Se puede decir que hace alrededor de 5.500 años ya se criaban caballos en Kazajistán, país de Asia Central, y se usaban para montar, se consumía su carne así como su leche.

CONCIENCIA AUTOR Antonio Cruz 21 DE ENERO DE 2018 11:30 h


Porque Faraón entró cabalgando con sus carros y su gente de a caballo en el mar, y Jehová hizo volver las aguas del mar sobre ellos; mas los hijos de Israel pasaron en seco por en medio del mar. (Ex. 15:19)
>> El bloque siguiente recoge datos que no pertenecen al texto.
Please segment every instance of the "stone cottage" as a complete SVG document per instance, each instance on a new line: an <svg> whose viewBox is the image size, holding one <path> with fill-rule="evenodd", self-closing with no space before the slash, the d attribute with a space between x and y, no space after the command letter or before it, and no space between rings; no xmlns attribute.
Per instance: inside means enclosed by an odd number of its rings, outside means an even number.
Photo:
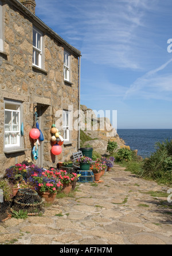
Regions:
<svg viewBox="0 0 172 256"><path fill-rule="evenodd" d="M35 15L36 6L34 0L0 0L0 174L29 158L56 167L79 146L72 111L80 106L81 52ZM50 129L60 110L64 142L56 156ZM29 137L36 121L44 138L37 160Z"/></svg>

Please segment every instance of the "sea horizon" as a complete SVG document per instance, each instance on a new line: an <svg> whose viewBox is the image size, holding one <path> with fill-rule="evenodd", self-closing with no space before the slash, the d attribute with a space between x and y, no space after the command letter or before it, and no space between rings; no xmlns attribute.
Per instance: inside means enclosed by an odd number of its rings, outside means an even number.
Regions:
<svg viewBox="0 0 172 256"><path fill-rule="evenodd" d="M149 157L155 151L155 144L172 140L172 129L119 129L117 133L131 150L138 150L142 157Z"/></svg>

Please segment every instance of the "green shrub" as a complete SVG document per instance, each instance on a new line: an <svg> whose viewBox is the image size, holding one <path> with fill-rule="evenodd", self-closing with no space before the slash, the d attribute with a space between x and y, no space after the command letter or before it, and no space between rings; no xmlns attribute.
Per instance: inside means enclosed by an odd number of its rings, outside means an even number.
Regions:
<svg viewBox="0 0 172 256"><path fill-rule="evenodd" d="M156 151L143 161L144 177L172 184L172 140L155 144Z"/></svg>
<svg viewBox="0 0 172 256"><path fill-rule="evenodd" d="M116 161L130 161L132 160L132 152L127 148L121 148L118 150L115 155Z"/></svg>
<svg viewBox="0 0 172 256"><path fill-rule="evenodd" d="M96 161L96 160L98 158L99 159L101 159L101 155L99 153L97 152L96 151L94 151L93 150L93 152L92 152L92 160L93 161Z"/></svg>
<svg viewBox="0 0 172 256"><path fill-rule="evenodd" d="M118 144L116 141L110 141L109 140L107 147L107 152L112 154L117 148Z"/></svg>

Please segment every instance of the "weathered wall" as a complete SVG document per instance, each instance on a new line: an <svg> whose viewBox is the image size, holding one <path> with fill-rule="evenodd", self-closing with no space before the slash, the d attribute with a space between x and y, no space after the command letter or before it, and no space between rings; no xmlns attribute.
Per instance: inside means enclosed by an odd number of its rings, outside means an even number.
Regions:
<svg viewBox="0 0 172 256"><path fill-rule="evenodd" d="M69 159L77 150L78 133L71 133L72 145L62 146L62 154L52 157L50 133L53 112L78 108L78 57L71 57L71 86L64 82L63 46L44 32L44 69L42 71L32 67L33 24L21 11L12 6L3 6L5 16L5 48L7 55L0 54L0 163L1 172L6 168L19 163L31 156L32 143L29 131L33 126L33 106L47 105L42 116L44 166L56 166L58 161ZM3 153L4 98L22 102L24 123L24 152ZM56 120L55 120L56 121Z"/></svg>

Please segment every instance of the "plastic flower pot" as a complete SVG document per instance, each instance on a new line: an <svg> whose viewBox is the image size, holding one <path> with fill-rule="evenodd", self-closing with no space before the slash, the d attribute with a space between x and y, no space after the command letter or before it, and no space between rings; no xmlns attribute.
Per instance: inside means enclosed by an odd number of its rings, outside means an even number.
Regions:
<svg viewBox="0 0 172 256"><path fill-rule="evenodd" d="M90 164L84 164L80 163L80 170L83 171L88 171L89 170Z"/></svg>
<svg viewBox="0 0 172 256"><path fill-rule="evenodd" d="M80 150L83 152L83 156L92 158L93 148L81 148Z"/></svg>

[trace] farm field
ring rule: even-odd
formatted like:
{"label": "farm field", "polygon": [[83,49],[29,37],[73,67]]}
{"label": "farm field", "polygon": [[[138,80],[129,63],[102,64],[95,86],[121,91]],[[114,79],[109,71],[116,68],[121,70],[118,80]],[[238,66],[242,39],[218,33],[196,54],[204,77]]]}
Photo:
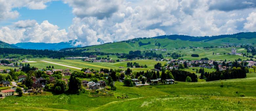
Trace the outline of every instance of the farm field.
{"label": "farm field", "polygon": [[[209,60],[224,60],[225,59],[227,61],[234,61],[235,59],[238,59],[240,58],[242,60],[246,60],[250,59],[250,58],[243,57],[239,55],[229,55],[227,54],[230,53],[231,47],[227,48],[198,48],[198,49],[175,49],[170,51],[156,51],[157,54],[162,54],[163,55],[167,54],[168,53],[176,53],[180,54],[183,55],[184,56],[180,57],[184,59],[196,60],[200,60],[201,58],[207,57]],[[246,50],[244,48],[237,48],[237,52],[239,53],[246,53]],[[213,53],[214,53],[214,55],[213,55]],[[224,53],[225,54],[224,54]],[[215,54],[219,53],[220,55],[216,55]],[[199,57],[192,57],[191,56],[191,55],[192,54],[197,54],[199,56]],[[167,58],[171,58],[171,57],[166,57]]]}
{"label": "farm field", "polygon": [[[46,68],[47,66],[53,65],[54,66],[55,69],[70,69],[72,71],[79,71],[77,69],[70,68],[64,66],[58,65],[55,64],[52,64],[51,63],[39,61],[35,61],[36,62],[30,63],[31,66],[35,66],[39,68]],[[154,60],[137,60],[130,61],[117,62],[116,63],[106,62],[89,62],[83,61],[81,60],[67,60],[67,59],[50,59],[46,60],[48,61],[53,62],[59,64],[75,67],[81,68],[89,68],[90,69],[93,69],[94,70],[99,70],[101,68],[106,69],[120,69],[123,70],[127,69],[127,63],[128,62],[136,62],[139,63],[140,65],[146,65],[147,68],[130,68],[133,71],[147,71],[154,68],[154,65],[158,62],[161,63],[162,65],[166,63],[166,61],[156,61]],[[56,66],[56,67],[55,67]],[[119,66],[124,67],[124,68],[119,68]]]}
{"label": "farm field", "polygon": [[[86,91],[79,95],[46,92],[20,97],[9,96],[0,99],[0,104],[4,106],[0,109],[21,110],[30,107],[31,110],[156,110],[160,105],[161,109],[166,110],[255,110],[256,77],[254,73],[250,74],[251,77],[223,80],[223,87],[220,87],[219,81],[138,87],[124,87],[117,82],[117,88],[112,91],[112,96],[91,97]],[[239,97],[242,93],[246,97]],[[128,99],[117,98],[126,94]]]}

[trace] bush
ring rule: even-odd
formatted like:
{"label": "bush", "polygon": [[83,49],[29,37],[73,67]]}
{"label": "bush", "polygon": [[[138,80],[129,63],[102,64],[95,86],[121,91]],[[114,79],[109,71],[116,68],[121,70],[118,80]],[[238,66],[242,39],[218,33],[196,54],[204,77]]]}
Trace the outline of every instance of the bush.
{"label": "bush", "polygon": [[192,80],[191,80],[191,77],[189,77],[189,76],[187,76],[187,78],[186,78],[186,82],[191,82]]}
{"label": "bush", "polygon": [[191,56],[192,57],[199,57],[199,55],[196,54],[192,54],[191,55]]}
{"label": "bush", "polygon": [[245,97],[245,95],[244,93],[240,94],[240,97]]}
{"label": "bush", "polygon": [[221,87],[223,87],[224,86],[223,82],[222,81],[221,82]]}
{"label": "bush", "polygon": [[98,89],[97,89],[97,90],[96,90],[96,92],[97,93],[99,93],[99,90],[98,90]]}

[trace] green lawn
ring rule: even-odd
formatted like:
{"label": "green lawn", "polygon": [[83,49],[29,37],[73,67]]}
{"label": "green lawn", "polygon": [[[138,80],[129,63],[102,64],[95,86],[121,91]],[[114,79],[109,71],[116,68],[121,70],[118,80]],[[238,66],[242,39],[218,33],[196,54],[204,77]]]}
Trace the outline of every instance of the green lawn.
{"label": "green lawn", "polygon": [[[114,96],[112,96],[91,97],[88,91],[79,95],[46,92],[26,94],[22,97],[11,96],[0,99],[0,109],[255,110],[256,77],[253,77],[253,74],[249,74],[250,77],[247,78],[223,80],[223,87],[220,87],[219,81],[138,87],[123,86],[123,83],[117,82],[117,88],[112,91]],[[241,93],[246,97],[239,97]],[[128,99],[117,98],[126,94]]]}

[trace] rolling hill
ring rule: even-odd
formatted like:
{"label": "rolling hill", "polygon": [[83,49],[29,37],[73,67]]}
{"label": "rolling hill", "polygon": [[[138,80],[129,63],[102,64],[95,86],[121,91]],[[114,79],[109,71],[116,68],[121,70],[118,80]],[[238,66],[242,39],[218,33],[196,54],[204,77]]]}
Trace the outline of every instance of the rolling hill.
{"label": "rolling hill", "polygon": [[148,50],[152,49],[167,50],[189,47],[203,47],[240,45],[250,44],[255,46],[256,32],[242,32],[232,35],[213,36],[193,37],[185,35],[164,35],[151,38],[139,38],[79,48],[65,48],[81,50],[86,52],[128,53],[131,51]]}
{"label": "rolling hill", "polygon": [[0,48],[20,48],[10,44],[3,41],[0,41]]}

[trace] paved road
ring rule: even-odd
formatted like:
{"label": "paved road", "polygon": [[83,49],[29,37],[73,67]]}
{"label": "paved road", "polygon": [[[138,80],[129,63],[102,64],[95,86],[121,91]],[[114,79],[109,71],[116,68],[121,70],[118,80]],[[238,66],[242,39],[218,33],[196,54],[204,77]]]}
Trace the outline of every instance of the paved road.
{"label": "paved road", "polygon": [[68,65],[64,65],[64,64],[60,64],[57,63],[55,63],[55,62],[49,62],[49,61],[45,61],[45,60],[40,60],[40,61],[44,62],[45,62],[49,63],[51,63],[51,64],[53,64],[59,65],[60,66],[61,66],[68,67],[70,68],[72,68],[77,69],[79,70],[81,70],[82,69],[82,68],[77,68],[77,67],[73,67],[73,66],[68,66]]}

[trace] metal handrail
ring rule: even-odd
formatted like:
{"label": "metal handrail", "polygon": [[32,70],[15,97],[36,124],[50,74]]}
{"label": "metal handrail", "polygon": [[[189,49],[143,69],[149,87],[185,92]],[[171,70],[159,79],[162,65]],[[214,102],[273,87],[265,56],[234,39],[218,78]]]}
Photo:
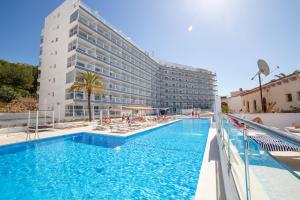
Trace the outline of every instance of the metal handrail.
{"label": "metal handrail", "polygon": [[248,120],[248,119],[243,119],[243,118],[237,117],[237,116],[232,115],[232,114],[227,114],[227,116],[229,116],[231,118],[234,118],[234,119],[244,123],[245,125],[248,125],[252,128],[255,128],[256,130],[262,131],[262,132],[264,132],[267,135],[270,135],[272,137],[279,138],[281,140],[284,140],[285,142],[292,143],[292,144],[297,145],[297,146],[300,145],[300,136],[298,136],[296,134],[285,132],[285,131],[282,131],[282,130],[279,130],[279,129],[270,128],[268,126],[258,124],[256,122]]}

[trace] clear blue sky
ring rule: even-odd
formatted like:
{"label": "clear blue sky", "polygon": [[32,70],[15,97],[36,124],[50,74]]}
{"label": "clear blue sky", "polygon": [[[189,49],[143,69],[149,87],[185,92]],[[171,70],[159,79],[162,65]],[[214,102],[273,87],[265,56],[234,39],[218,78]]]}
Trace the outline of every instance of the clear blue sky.
{"label": "clear blue sky", "polygon": [[[37,64],[44,17],[61,2],[1,0],[0,59]],[[157,58],[215,71],[221,95],[257,86],[259,58],[274,74],[300,68],[298,0],[84,2]]]}

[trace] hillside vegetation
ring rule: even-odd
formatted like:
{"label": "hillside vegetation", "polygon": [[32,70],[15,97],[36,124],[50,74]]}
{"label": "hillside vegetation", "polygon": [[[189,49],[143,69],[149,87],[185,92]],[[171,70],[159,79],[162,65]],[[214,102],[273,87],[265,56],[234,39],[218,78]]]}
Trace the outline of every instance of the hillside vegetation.
{"label": "hillside vegetation", "polygon": [[0,60],[0,102],[37,98],[37,66]]}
El caballo (Equus ferus caballus) es un mamífero herbívoro domesticado que sólo posee un dedo en cada pata (solípedo). Por eso se clasifica en el orden de los perisodáctilos (número impar de dedos en las extremidades). A la hembra se la denomina “yegua” y a los jóvenes: “potros”, “potras”, “potrillos” o “potrancas”. Pertenece a la familia de los Équidos como los asnos (Equus africanus), los onagros (Equus hemionus) o las cebras (Equus zebra). Una de las características anatómicas fundamentales de todos estos animales es que carecen de músculos en sus patas por debajo de las rodillas y corvejones. Solamente tienen piel, tendones, ligamentos, cartílagos, huesos y un tejido córneo especializado para absorber los impactos, que son los cascos o pezuñas. Esta peculiaridad constituye una formidable adaptación de sus extremidades a la carrera. Se trata de animales perfectamente diseñados para correr.
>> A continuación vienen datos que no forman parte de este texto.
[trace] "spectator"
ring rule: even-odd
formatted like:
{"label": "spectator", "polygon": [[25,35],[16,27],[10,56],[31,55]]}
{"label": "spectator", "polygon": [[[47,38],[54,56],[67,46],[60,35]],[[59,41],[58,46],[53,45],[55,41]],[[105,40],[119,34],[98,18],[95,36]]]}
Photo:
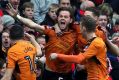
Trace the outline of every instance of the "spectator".
{"label": "spectator", "polygon": [[41,25],[48,25],[50,27],[54,26],[57,23],[57,15],[56,12],[59,8],[58,4],[51,4],[48,13],[46,14],[46,17],[44,21],[41,23]]}
{"label": "spectator", "polygon": [[23,7],[23,10],[22,10],[23,16],[33,20],[34,19],[33,18],[33,15],[34,15],[34,12],[33,12],[34,5],[33,5],[33,3],[25,2],[22,7]]}
{"label": "spectator", "polygon": [[[8,51],[8,65],[5,75],[1,80],[11,80],[11,76],[16,67],[16,63],[18,64],[20,69],[20,73],[17,72],[20,75],[20,79],[36,80],[36,75],[34,72],[35,69],[33,66],[35,65],[33,59],[34,55],[36,55],[36,48],[29,42],[24,41],[23,37],[24,31],[20,25],[14,25],[10,29],[10,39],[12,40],[12,47]],[[40,54],[38,53],[37,55]]]}
{"label": "spectator", "polygon": [[50,5],[58,4],[58,0],[31,0],[31,2],[34,4],[34,19],[38,24],[43,22]]}

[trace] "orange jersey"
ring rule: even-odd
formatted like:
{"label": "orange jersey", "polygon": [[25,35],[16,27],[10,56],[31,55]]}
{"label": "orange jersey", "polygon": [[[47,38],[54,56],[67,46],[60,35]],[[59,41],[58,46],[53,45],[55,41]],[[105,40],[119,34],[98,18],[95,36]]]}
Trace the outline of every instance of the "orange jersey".
{"label": "orange jersey", "polygon": [[[58,54],[58,59],[78,64],[85,61],[88,80],[106,80],[106,76],[108,76],[106,51],[106,45],[103,40],[95,38],[84,53],[80,53],[79,55]],[[99,63],[94,57],[96,57]]]}
{"label": "orange jersey", "polygon": [[[78,40],[78,47],[79,47],[79,52],[80,52],[80,51],[82,51],[84,46],[87,44],[87,41],[85,38],[83,38],[82,33],[80,32],[79,24],[74,24],[73,28],[76,29],[76,32],[78,33],[77,40]],[[99,26],[96,27],[95,34],[97,35],[97,37],[100,37],[103,39],[103,41],[105,41],[105,39],[106,39],[105,34]]]}
{"label": "orange jersey", "polygon": [[[19,69],[19,80],[36,80],[34,57],[35,47],[28,41],[16,42],[8,51],[7,68]],[[17,65],[17,66],[16,66]],[[15,70],[16,71],[16,70]]]}
{"label": "orange jersey", "polygon": [[72,54],[76,42],[75,31],[69,30],[68,32],[64,32],[62,36],[57,36],[54,30],[47,28],[44,32],[49,36],[49,41],[45,47],[46,65],[48,68],[58,73],[71,71],[71,63],[65,63],[61,60],[51,61],[49,56],[51,53]]}

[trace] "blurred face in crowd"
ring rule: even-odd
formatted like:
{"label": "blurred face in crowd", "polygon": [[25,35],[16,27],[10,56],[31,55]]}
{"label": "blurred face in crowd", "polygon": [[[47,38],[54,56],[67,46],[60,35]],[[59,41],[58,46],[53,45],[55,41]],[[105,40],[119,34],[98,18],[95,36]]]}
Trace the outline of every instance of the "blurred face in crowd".
{"label": "blurred face in crowd", "polygon": [[12,4],[12,6],[13,6],[13,8],[14,8],[15,10],[18,9],[20,0],[9,0],[9,2]]}
{"label": "blurred face in crowd", "polygon": [[87,32],[86,32],[85,26],[82,25],[82,22],[80,22],[80,30],[81,30],[80,32],[81,32],[82,36],[83,36],[84,38],[86,38]]}
{"label": "blurred face in crowd", "polygon": [[50,9],[50,11],[48,12],[48,14],[52,20],[57,20],[56,12],[57,12],[57,9]]}
{"label": "blurred face in crowd", "polygon": [[42,48],[45,47],[46,40],[45,40],[44,37],[39,37],[39,38],[37,38],[37,42],[41,45]]}
{"label": "blurred face in crowd", "polygon": [[60,0],[60,7],[71,7],[70,0]]}
{"label": "blurred face in crowd", "polygon": [[25,10],[23,11],[23,14],[24,14],[27,18],[33,19],[33,15],[34,15],[33,8],[25,8]]}
{"label": "blurred face in crowd", "polygon": [[62,31],[68,29],[69,24],[72,22],[69,11],[60,11],[58,15],[58,25]]}
{"label": "blurred face in crowd", "polygon": [[98,25],[100,27],[106,27],[107,26],[107,23],[108,23],[108,19],[107,19],[107,16],[106,15],[100,15],[98,17]]}
{"label": "blurred face in crowd", "polygon": [[2,32],[2,30],[3,30],[3,25],[2,25],[2,19],[0,17],[0,32]]}
{"label": "blurred face in crowd", "polygon": [[4,76],[5,71],[6,71],[6,63],[3,64],[3,67],[2,67],[2,69],[0,70],[0,75],[1,75],[1,76]]}
{"label": "blurred face in crowd", "polygon": [[119,47],[119,35],[112,38],[112,42]]}
{"label": "blurred face in crowd", "polygon": [[2,46],[5,48],[9,48],[11,44],[9,33],[3,32],[2,33]]}
{"label": "blurred face in crowd", "polygon": [[97,16],[94,16],[93,15],[93,12],[91,12],[91,11],[85,11],[84,12],[84,15],[85,16],[91,16],[93,19],[95,19],[96,21],[97,21],[97,19],[98,19],[98,17]]}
En el año 1758, el gran naturalista sueco, Carlos Linneo, clasificó los caballos domésticos en la especie Equus caballus. Sin embargo, años más tarde se descubrió que los actuales caballos domésticos eran descendientes del caballo extinto, al que con posterioridad se le había denominado Equus ferus (caballo salvaje). Esto significaba que ambos debían pertenecer a la misma especie y, por lo tanto, había que crear un nuevo nombre científico. Según las normas de la Nomenclatura Zoológica Internacional, en situaciones como ésta, la prioridad la tiene siempre el primer nombre registrado (Equus caballus). Sin embargo, si se respetaba tal criterio, se llegaba a la paradoja de que a la especie silvestre más antigua se la trataba como si fuera una subespecie de sus propios descendientes. Lo cual era absurdo. De manera que se optó por llamar a la subespecie del caballo doméstico actual, Equus ferus caballus, cambiando así el orden de antigüedad de los nombres específico y subespecífico.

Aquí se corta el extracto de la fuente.